Une même affaire peut obéir à deux régimes procéduraux (l'ancien et le nouveau), c'est le cas des appels en cause délivrés à compter du 1°janvier 2020; on ignore comment le juge va arbitrer ce choc procédural !
La représentation obligatoire est désormais la règle devant le tribunal judiciaire.
Mais les dérogations sont si nombreuses, que la règle en devient presque l'exception.
Nous devons ainsi déterminer si nous sommes en représentation obligatoire (RO), ou en non représentation obligatoire(NRO) en fonction de la nature de l'affaire, du montant de la demande, de la juridiction saisie.
Et ce n'est pas une mince affaire, car les nouveaux articles renvoient à d'autres articles dont la numérotation a été modifiée.
Ce n'est pas tout! car en RO, la postulation territoriale s'applique sauf exception,mais pas en NRO...
La transmission des actes de procédure par RPVA est obligatoire devant le Tribunal Judiciaire, en RO, à peine d'irrecevabilité, pourtant certaines applications n'ont pas encore été créées, pour nous permettre de transmettre les actes par voie dématérialisée.
Un nouveau contrat nommé est apparu dans le paysage judiciaire « la convention participative de mise en état » ou mise en état externalisée, pour inciter les avocats à contractualiser la procédure, et libérer le JME des contraintes de la mise en état.
Alors que jusqu'à présent, le défaut de recours à un MARD avant d'intenter un procès n'était pas sanctionné, les MARD deviennent obligatoires pour les litiges jusqu'à 5000€, à peine d'irrecevabilté...
Pour certains litiges, il est difficile de savoir si le MARD est obligatoire ou non.
Comment allons nous nous en sortir?
Les nouvelles dispositions ont même anticipé l'enregistrement des requêtes via des plates formes numériques par le justiciable lui même, pour des procès sans audiences, sans avocats, et sans juges (?)
C'est pour demain, et en attendant cette nouvelle ère, on a préparé le terrain en créant les audiences virtuelles, produit magique qui permet d'éviter à la fois le justiciable et l'avocat.
Ce dernier peut dorénavant accepter que la cause qu'il défend ne soit pas plaidée à l'audience devant un Juge.
Plus de prétoire, plus de plaidoiries, car nous sommes paraît-il trop longs, parfois inintéressants, et le délai de traitement des dossiers serait ainsi amélioré.
En économisant notre temps de parole, on apporterait ainsi notre modeste contribution à l'accélération des procédures.
Un pur bonheur...
Cerise sur le gâteau,l'exécution provisoire de droit, devient le principe alors qu'elle était l'exception, avec un durcissement des conditions d'arrêt de celle-ci devant la cour.
Le but étant de marginaliser la voie de l'appel, au détriment de l'intérêt du justiciable.

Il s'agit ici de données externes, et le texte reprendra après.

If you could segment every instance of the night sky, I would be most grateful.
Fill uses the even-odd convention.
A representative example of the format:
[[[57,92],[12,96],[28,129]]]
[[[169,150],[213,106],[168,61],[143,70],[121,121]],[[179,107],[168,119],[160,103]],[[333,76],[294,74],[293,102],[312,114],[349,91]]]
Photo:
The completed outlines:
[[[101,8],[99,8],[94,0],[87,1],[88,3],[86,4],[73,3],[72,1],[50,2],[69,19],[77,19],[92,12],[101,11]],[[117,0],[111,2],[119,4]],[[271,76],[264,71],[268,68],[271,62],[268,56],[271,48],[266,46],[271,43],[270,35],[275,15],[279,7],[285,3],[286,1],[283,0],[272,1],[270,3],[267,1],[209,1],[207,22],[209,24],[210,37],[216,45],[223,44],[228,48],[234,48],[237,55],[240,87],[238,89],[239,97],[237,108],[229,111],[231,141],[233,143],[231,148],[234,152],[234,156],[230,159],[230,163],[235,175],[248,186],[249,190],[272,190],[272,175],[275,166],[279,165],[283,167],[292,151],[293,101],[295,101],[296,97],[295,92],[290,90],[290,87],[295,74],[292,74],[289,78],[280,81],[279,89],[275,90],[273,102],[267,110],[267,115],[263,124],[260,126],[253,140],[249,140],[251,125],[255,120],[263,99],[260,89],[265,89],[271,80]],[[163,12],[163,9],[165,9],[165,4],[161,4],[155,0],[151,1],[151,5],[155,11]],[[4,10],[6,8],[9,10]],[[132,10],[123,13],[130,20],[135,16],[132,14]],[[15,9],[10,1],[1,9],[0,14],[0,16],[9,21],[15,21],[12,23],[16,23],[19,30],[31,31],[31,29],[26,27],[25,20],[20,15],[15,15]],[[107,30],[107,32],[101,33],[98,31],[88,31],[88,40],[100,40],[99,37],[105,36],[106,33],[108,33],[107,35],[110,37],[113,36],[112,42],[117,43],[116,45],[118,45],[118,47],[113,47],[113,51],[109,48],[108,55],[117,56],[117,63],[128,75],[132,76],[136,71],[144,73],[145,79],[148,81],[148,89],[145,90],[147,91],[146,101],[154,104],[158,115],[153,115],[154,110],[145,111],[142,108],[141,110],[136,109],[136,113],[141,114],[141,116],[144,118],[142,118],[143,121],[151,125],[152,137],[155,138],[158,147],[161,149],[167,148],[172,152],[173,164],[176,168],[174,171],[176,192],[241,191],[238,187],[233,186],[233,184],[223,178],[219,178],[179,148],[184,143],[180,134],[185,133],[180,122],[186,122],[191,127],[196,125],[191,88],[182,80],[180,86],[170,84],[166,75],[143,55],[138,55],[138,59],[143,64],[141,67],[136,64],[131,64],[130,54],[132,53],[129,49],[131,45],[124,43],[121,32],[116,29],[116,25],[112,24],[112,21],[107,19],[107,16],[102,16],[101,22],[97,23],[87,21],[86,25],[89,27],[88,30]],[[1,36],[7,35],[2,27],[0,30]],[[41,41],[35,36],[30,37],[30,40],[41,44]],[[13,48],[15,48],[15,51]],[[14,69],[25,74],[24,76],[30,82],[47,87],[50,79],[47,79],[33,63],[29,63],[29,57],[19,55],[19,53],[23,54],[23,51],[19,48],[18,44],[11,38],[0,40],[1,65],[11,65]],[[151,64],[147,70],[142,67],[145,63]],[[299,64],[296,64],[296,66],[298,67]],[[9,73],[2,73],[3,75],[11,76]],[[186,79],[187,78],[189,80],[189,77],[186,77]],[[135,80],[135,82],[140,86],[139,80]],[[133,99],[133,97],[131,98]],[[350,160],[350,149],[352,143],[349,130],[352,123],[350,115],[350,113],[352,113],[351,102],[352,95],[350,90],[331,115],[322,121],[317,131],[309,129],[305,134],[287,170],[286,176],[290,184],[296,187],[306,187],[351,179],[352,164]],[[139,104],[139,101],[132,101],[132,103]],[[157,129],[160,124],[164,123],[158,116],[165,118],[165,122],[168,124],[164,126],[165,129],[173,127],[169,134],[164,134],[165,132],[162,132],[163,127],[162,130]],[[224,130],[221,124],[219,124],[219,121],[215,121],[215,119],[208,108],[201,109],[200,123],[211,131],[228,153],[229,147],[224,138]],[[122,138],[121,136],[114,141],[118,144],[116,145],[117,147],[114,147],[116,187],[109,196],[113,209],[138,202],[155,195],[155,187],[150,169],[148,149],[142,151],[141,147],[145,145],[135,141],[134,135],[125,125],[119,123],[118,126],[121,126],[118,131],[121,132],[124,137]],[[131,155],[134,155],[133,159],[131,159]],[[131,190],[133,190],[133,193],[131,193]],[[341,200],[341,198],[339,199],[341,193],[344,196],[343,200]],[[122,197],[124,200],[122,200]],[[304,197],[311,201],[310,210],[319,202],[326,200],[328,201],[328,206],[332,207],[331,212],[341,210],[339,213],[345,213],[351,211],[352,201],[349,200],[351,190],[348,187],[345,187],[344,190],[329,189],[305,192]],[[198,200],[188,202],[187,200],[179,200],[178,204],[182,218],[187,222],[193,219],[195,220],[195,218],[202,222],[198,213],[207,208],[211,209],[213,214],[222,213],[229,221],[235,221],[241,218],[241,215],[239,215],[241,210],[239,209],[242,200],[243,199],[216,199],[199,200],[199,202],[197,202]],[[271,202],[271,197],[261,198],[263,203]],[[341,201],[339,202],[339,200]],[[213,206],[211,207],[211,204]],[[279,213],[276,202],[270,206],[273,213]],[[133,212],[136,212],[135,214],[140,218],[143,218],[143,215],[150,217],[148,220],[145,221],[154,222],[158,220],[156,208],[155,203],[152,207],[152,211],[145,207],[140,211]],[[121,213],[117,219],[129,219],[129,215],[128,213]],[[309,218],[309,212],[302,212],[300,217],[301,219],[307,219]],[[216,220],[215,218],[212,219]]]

Ainsi, l'accès au juge se rétrécit incontestablement avec en ligne de mire la concentration des moyens devant le tribunal et la suppression, à terme des cours d'appel.
L'humain n'est plus au centre des préoccupations.
Demain, la Justice sera simplifiée, dématérialisée et déshumanisée.
Et ce, au nom d'économies gouvernementales dont les victimes seront les justiciables.